Deep School Cuts Loom if Tax Hike Fails

The state's schools are money-starved

NBC 5 News

The challenge of educating our kids gets harder every budget cycle in California.

The state's schools are money-starved.

And without new taxes, Gov. Brown says he'll cut more rations.               

'Taxes' is a dirty in word in a lot of precincts.

But so is 'cuts'.

California's thousand-plus school districts stand to lose $5 billion unless the governor's temporary tax initiative passes in November.

San Diego Unified is the state's second largest district.

And 'the new math' could be devastating.

"We need to get a consistent flow of funding to the schools," the governor told a gathering of civic and business leaders in San Diego Thursday.

It was firm grasp of obvious.

But what isn't quite so obvious, at least to Brown and his advisers  is how to grow money in a parched economy without the  nourishment of taxes.

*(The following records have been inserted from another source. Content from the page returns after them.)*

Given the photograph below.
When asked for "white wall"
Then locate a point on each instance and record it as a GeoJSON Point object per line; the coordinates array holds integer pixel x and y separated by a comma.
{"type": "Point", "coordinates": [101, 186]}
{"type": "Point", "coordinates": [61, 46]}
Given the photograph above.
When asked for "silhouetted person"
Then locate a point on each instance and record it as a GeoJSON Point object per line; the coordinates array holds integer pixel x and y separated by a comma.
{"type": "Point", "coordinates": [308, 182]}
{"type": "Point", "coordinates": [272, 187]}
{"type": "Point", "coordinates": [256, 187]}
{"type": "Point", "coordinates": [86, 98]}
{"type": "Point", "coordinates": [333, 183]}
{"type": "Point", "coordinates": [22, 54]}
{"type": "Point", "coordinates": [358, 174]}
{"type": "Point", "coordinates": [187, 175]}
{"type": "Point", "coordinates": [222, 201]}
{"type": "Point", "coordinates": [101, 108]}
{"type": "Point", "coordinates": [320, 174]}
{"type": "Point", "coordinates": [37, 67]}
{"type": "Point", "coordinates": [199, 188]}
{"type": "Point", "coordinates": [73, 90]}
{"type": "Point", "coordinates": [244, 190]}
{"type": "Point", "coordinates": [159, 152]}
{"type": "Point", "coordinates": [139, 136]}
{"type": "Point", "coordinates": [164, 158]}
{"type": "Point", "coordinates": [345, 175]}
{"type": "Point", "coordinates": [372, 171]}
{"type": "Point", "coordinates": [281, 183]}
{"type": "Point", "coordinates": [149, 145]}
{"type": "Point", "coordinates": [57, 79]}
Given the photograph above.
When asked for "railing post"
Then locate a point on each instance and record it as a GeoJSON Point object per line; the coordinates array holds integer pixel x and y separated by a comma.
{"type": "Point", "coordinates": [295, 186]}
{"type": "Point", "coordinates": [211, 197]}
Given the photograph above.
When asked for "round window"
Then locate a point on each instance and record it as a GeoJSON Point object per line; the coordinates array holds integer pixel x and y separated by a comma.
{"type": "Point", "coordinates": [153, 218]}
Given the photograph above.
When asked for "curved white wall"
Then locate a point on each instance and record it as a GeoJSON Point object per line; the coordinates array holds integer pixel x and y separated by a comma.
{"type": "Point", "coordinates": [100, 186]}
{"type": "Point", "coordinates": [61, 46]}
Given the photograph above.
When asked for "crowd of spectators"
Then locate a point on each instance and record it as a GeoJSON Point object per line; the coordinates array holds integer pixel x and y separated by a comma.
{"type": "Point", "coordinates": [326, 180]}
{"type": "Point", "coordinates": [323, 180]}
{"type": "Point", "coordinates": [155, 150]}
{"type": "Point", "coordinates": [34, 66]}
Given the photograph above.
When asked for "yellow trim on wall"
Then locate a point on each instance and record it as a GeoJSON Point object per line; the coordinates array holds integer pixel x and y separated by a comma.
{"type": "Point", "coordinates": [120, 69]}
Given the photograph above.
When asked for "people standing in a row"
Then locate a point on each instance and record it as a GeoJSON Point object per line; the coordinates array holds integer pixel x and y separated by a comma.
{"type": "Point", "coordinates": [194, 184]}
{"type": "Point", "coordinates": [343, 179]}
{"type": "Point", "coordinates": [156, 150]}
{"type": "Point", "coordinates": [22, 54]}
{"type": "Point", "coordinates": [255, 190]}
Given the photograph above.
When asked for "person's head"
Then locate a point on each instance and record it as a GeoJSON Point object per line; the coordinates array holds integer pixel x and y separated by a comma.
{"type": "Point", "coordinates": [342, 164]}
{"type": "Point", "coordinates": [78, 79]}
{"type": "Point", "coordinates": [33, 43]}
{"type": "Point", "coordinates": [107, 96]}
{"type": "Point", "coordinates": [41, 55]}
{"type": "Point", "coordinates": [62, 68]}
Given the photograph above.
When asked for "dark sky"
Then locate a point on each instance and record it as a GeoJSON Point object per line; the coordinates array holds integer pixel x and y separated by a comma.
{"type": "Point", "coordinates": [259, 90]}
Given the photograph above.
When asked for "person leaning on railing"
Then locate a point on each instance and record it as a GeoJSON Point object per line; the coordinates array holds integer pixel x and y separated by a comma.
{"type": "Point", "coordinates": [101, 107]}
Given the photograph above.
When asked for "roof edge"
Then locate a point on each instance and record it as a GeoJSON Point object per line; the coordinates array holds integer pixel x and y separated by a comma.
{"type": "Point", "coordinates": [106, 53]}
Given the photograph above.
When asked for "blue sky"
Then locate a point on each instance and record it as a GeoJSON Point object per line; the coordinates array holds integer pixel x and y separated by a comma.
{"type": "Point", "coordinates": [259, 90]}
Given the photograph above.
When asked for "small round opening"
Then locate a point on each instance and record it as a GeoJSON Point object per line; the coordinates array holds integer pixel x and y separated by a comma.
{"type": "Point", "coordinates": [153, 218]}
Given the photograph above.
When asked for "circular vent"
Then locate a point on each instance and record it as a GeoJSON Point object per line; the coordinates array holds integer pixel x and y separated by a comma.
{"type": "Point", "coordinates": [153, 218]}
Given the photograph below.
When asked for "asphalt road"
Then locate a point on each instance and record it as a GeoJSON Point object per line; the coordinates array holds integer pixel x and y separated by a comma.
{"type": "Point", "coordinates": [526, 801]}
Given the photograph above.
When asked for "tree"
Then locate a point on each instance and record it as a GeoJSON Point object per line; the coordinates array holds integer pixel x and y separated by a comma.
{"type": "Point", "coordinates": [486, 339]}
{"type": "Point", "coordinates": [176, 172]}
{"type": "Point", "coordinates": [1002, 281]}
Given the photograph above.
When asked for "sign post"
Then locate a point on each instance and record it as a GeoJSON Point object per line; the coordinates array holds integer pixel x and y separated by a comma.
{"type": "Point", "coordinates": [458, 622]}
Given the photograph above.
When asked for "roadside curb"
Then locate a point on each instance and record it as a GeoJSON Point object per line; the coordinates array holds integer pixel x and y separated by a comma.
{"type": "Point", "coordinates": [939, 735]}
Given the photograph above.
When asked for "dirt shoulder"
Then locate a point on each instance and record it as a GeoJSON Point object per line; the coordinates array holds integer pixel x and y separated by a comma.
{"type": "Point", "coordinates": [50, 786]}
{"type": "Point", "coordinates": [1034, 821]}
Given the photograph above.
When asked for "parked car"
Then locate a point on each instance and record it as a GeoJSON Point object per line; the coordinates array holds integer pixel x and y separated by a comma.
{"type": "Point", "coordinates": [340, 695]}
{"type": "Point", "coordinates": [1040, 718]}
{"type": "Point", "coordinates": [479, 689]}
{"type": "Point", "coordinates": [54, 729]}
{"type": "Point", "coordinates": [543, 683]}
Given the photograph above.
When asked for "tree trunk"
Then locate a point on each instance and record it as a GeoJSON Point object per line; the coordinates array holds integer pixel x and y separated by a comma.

He’s proposing a 5-year hike in taxes on sales and incomes of  $250,000 a year and up.

School officials say even if those levies are raised, they'll be way overdue.

"The problem is, the ballot measure isn't until November, and we have to solve the problem for next year," says John Lee Evans, chairman of San Diego Unified's board of education. 

"So the only way we're going to do that is by looking at what we can possibly cut -- which is extremely difficult," Evans explained.  "Or concessions from employee unions at this particular point in time."

Absent that, a thousand layoffs could loom throughout the district.

The school year could be slashed by three weeks or more.

As for student-teacher ratios: "We'll have to move our class sizes -- which we've tried to protect -- from ratios of 1 to 20, 1 to 24, in the formative grades -- K through 3 -- pushing them close to 30," says San Diego Unified's superintendent, Bill Kowba.  "And in the middle and high schools, taking it beyond 30."

Kowba and Evans spelled this out to Friday's monthly luncheon forum of the Catfish Club.

Their outlook was hard to swallow.

Worst case?

The system's youngest learners, 4-year-olds, won't have transitional kindergarten come this fall.

"Frankly, that will mean many of our kids will get a late start instead of a head start," says Assemblyman Marty Block, (D-78th), who chairs the Assembly's Higher Education Committee. 

"And that will mean when they're competing against kids from around the country and around the world, California kids will be at a disadvantage."

Administrators point out that California's per-student funding now ranks 47th in the nation.

Its dropout rate: 22 percent.

Not a great 'market signal' in a state whose economy benefits from high-tech, biotech and a wide range of research organizations that demand educated workers.